When thy inconsiderate hand
Flings open this casement, with my trembling name,
To look on one, whose wit or land
New battery to thy heart may frame,
Then think this name alive, and that thou thus
In it offend’st my Genius.

IX.
And when thy melted maid,
Corrupted by thy lover’s gold and page,
His letter at thy pillow hath laid,
Disputed it, and tamed thy rage,
And thou begin’st to thaw towards him, for this,
May my name step in, and hide his.

X.
And if this treason go
To an overt act and that thou write again,
In superscribing, this name flow
Into thy fancy from the pane ;
So, in forgetting thou rememb’rest right,
And unaware to me shalt write.

XI.
But glass and lines must be
No means our firm substantial love to keep ;
Near death inflicts this lethargy,
And this I murmur in my sleep ;
Inpute this idle talk, to that I go,
For dying men talk often so.

John Donne,

I came across this poem because the fifth stanza is used in the dedication of Thomas Wolfe’s Look Homeward, Angel, a novel I just started.

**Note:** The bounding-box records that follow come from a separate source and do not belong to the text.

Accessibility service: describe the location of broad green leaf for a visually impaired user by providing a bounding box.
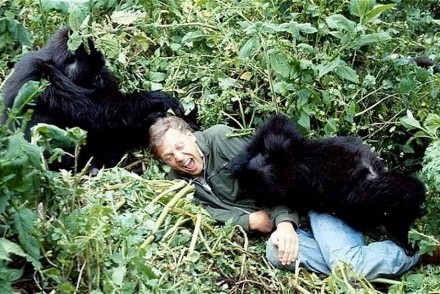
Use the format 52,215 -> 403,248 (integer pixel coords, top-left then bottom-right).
218,78 -> 237,90
41,0 -> 90,14
365,4 -> 396,21
0,17 -> 31,45
318,57 -> 343,78
95,34 -> 121,58
335,65 -> 359,84
350,0 -> 376,18
352,32 -> 391,48
423,113 -> 440,136
238,36 -> 260,59
31,123 -> 77,149
12,208 -> 40,260
324,118 -> 338,135
298,111 -> 310,130
325,14 -> 356,32
149,71 -> 166,83
398,76 -> 416,93
400,110 -> 422,129
268,51 -> 291,78
182,31 -> 205,47
0,238 -> 27,260
112,265 -> 127,286
110,10 -> 146,25
67,31 -> 83,52
12,81 -> 44,110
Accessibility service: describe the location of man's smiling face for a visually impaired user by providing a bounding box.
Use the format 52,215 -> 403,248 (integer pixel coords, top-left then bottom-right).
157,129 -> 203,176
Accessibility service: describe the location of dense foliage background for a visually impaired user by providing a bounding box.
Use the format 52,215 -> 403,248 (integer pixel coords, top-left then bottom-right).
0,0 -> 440,293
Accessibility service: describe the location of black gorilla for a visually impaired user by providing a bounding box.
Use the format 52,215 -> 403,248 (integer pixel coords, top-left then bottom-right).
229,115 -> 425,254
2,27 -> 196,169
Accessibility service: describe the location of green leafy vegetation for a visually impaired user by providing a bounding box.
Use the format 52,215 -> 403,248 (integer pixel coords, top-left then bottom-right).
0,0 -> 440,293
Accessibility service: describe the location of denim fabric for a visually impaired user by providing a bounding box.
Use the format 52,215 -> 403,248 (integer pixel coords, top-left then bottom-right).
266,211 -> 420,280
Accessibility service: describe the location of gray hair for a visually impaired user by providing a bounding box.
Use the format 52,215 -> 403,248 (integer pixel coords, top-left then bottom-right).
148,116 -> 192,157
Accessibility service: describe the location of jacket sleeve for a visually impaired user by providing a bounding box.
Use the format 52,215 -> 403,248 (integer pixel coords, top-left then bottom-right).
199,201 -> 250,232
266,206 -> 299,228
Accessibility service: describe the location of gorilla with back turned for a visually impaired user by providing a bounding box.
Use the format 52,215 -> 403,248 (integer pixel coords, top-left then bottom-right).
1,27 -> 197,169
229,115 -> 425,255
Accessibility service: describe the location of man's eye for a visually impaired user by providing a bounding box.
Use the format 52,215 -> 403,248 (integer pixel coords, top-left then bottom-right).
163,155 -> 173,161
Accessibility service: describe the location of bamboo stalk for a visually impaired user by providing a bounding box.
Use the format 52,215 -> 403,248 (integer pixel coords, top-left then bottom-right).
188,212 -> 202,256
148,181 -> 187,208
140,183 -> 195,248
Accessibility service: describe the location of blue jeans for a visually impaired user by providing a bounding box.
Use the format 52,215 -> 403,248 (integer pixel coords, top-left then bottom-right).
266,211 -> 420,280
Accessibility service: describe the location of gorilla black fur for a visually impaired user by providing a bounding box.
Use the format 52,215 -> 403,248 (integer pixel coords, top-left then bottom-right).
1,27 -> 196,169
229,115 -> 425,254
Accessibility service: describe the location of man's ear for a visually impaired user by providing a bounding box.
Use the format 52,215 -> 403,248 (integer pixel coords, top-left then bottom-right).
185,130 -> 196,142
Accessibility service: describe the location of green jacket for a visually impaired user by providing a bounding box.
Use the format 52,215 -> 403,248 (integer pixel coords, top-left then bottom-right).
169,125 -> 299,232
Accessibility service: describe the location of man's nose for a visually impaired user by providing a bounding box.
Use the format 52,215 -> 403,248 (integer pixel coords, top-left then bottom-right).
174,152 -> 185,162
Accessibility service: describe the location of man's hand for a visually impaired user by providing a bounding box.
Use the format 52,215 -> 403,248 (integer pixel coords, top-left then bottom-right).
272,221 -> 299,265
249,210 -> 273,233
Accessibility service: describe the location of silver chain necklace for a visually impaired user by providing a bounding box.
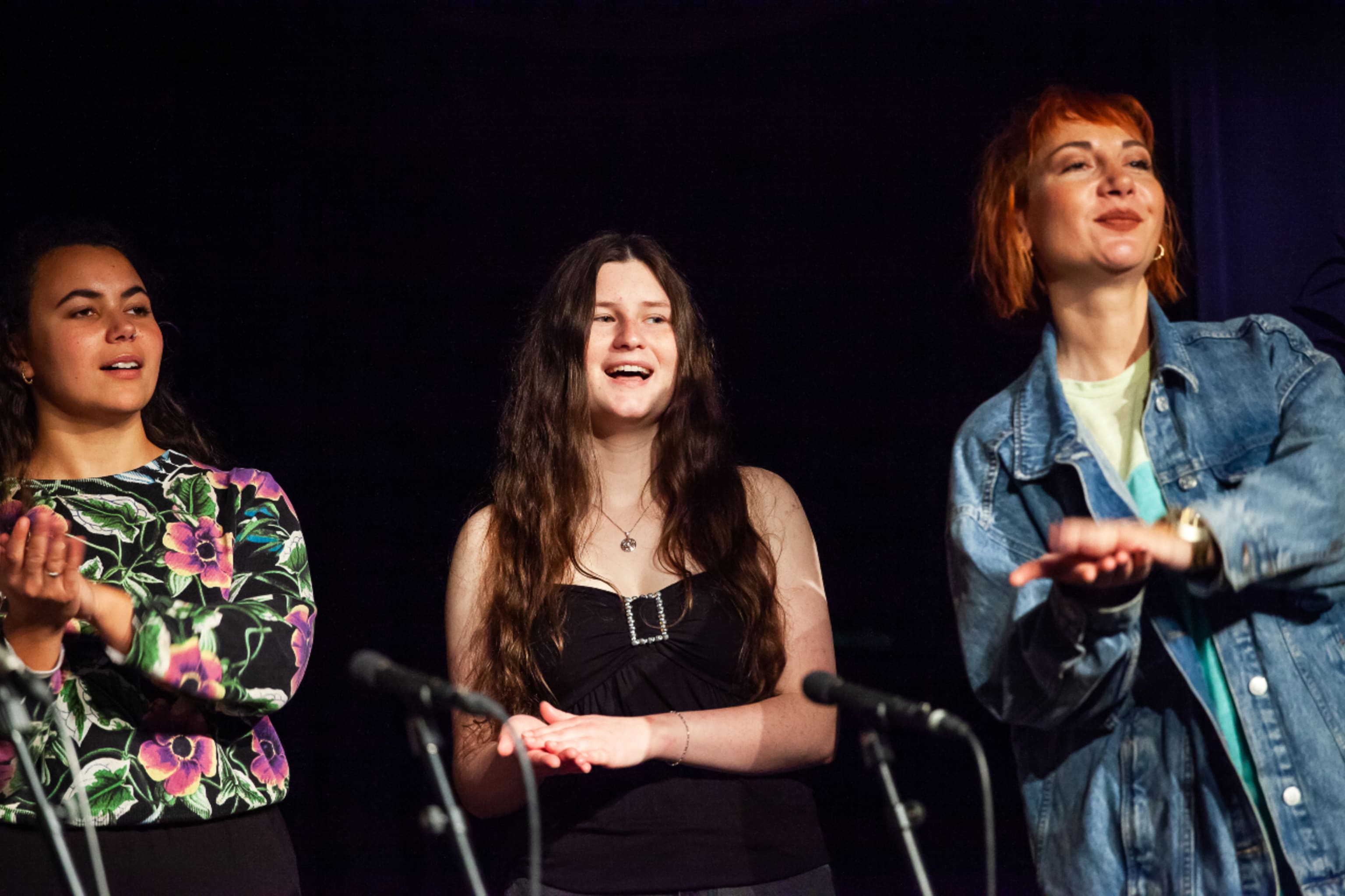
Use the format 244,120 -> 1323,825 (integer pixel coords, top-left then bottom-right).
593,483 -> 650,553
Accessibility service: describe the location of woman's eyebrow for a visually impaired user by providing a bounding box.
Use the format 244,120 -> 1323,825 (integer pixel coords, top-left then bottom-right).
56,284 -> 149,308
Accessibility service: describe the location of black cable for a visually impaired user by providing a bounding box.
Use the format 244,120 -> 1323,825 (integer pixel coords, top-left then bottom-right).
963,728 -> 995,896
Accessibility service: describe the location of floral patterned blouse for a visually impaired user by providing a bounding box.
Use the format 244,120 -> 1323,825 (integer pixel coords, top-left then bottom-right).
0,451 -> 316,826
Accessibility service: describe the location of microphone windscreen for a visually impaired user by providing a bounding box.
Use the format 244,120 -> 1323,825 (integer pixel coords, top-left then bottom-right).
350,650 -> 391,688
803,669 -> 845,706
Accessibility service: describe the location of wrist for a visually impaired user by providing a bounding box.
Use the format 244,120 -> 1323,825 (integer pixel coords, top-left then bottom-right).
3,599 -> 66,639
644,713 -> 682,763
79,583 -> 134,654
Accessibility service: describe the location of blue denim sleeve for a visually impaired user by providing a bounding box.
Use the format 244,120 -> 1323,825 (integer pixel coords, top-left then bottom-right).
1193,339 -> 1345,590
947,495 -> 1143,729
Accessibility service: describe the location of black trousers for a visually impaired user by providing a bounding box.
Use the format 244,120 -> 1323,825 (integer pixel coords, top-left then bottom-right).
0,806 -> 299,896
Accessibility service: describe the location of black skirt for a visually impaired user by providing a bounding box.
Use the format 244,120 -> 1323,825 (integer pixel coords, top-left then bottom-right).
0,806 -> 299,896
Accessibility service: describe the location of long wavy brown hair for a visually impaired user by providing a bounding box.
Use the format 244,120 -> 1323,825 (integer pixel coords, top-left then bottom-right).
472,233 -> 784,713
0,219 -> 219,481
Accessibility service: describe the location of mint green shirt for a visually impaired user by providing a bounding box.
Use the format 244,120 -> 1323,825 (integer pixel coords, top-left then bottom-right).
1060,351 -> 1268,818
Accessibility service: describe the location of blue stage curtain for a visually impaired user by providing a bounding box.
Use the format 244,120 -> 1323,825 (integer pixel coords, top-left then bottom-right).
1170,4 -> 1345,363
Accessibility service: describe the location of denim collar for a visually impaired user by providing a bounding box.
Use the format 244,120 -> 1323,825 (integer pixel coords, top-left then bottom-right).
1013,293 -> 1200,479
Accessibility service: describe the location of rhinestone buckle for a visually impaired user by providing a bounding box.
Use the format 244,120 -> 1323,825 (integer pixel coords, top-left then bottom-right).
623,590 -> 669,647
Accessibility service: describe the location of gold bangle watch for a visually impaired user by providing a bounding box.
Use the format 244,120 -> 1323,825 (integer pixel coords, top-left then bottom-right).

The theme of the poem fits the theme of the novel- the things we leave behind and that we use to identify ourselves can only come so close to giving us true understanding of who we are.

Wolfe’s narrator’s fear is that we never really know others“Which of us has known his brother? Which of us has looked into his father’s heart? Which of us is not forever a stranger and alone?” he repeats throughout the novel. A powerful image he uses to convey this is that of the mother and unborn baby, who live together for nine months without ever making eye contact. Language and symbols and the things we create help us make sense of our strangeness to each other, but can they really elucidate the core identities of those around us?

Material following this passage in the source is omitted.